Par contrat Vivaldi dit produire un nombre important de partitions, dans tous les genres musicaux. Il se targue de pouvoir « composer un concerto avec toutes ses parties, plus vite qu’un copiste ne l’eût copié » ! En 1711, l’Estro Armonico, un recueil de douze concertos est publié à Amsterdam. Cette édition est considérée comme la plus importante de la première moitié du XVIIIe siècle.
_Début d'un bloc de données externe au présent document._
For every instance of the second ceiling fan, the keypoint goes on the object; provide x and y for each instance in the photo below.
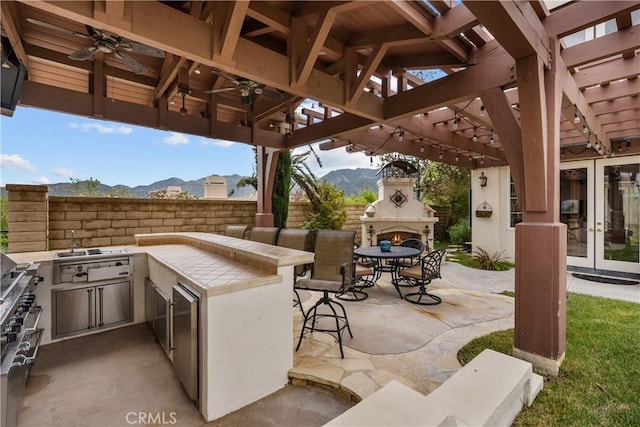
(246, 87)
Vivaldi arpente les routes d’Europe. Entre 1725 et 1735, son nom circule entre Rome et Vienne, en Allemagne et aux Pays-Bas. Le Pape, lui-même, est séduit par un prodige aussi inventif au violon, et l’empereur d’Autriche le prend comme confident. François Stéphane, duc de Lorraine (futur Empereur François Ier), le nomme maître de chapelle. En 1739, le roi de Pologne et Electeur de Saxe, le prince Frédéric-Chrétien s’arrête à Venise. De grandes fêtent sont organisées en son honneur. La plus importante partie musicale est confiée à l’institution de La Pietà. Mais, il semble que l’organisation de Vivaldi n’ait pas été à la hauteur de l’évènement. A partir de cette date, on ne parle plus de Vivaldi, comme si le musicien et sa musique devaient être oubliés. On sait seulement qu’il repart à Vienne et qu’il y meurt dans la misère, le 28 juillet 1741. Il est enterré au cimetière des indigents.